I was reading about some hardware evolution experiments while at the bookstore the other day. They were using a FPGA to create (evolve) a sine wave generator, if I recall correctly. The end result of the first run worked perfectly, but had some bizzare attributes -- it programmed a section of the gate array but didn't wire that section to the rest. When the unconnected section was turned off, the circut no longer worked. It also didn't work when the same design was put onto an identical FPGA. As far as the experimenters could tell, the evolved solution depended upon some subtle property of that specific FPGA chip.
In other words: GP solutions cheat like hell.

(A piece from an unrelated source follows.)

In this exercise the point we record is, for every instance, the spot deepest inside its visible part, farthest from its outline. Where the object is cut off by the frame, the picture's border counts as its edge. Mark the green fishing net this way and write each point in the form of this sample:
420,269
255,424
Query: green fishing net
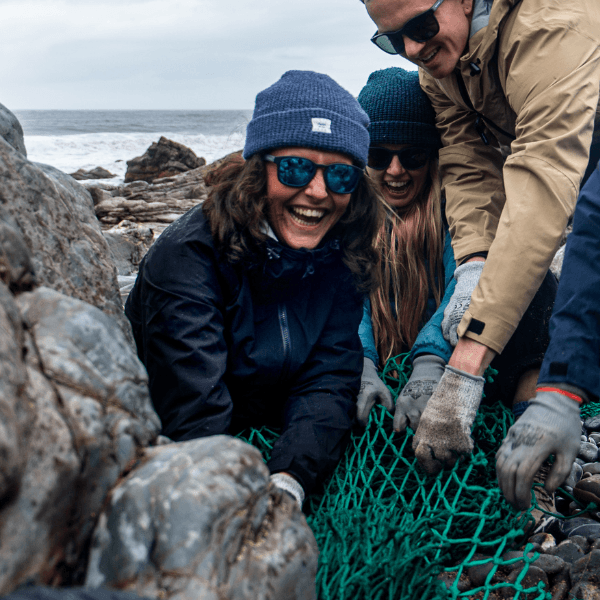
387,531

They will use absolutely any available subtle or side-effect aspects of environmental conditions to push themselves to the next rung on the fitness ladder. An important lesson that I've taken from GP is that artificial / automatic program generation mostly results in programs that make almost no sense from a human programmer perspective, at least partly because of all this cheating. The solutions produced by GP are mostly twisted convoluted things which mostly don't look like they work at all, let alone solve anything.
When a human abstracts things, it ends up taking a much more layered structure, with the meat of the problem usually ending up on the highest layer. Automatic techniques do not succumb to such niceties.
Speaking of human abstraction, I recently stumbled upon the Discordia page of Mark-Jason Dominus which makes a keen observation with fascinating attributes - "In a well-designed computer program, No two components are alike, or even similar." Conceptually, that is, all similar aspects of a program are abstracted. Good programs are themselves not like the beautiful fractals of recursion that lay in the mind of their creator or the algorithms that they represent. You could perhaps think of them as the compressed version -- the most informationally dense form of the logic, information theory might say.
Now take it full circle... from the biological inspired computation back to biology. Biological evolution cheats just like artificial evolution does. At first glance we see all this lovely DNA-level abstraction... but as they dig in they find all sorts of trickery that operates on all levels low and high. Like throwing in some assembly (or even better, some binary executable blobs) into the middle of my blog software. The re-use of DNA (or perhaps the coating on DNA was it?) as memory storage in the brain is completely typical.
If the designers were indeed intelligent, they sure didn't plan on doing any maintenance.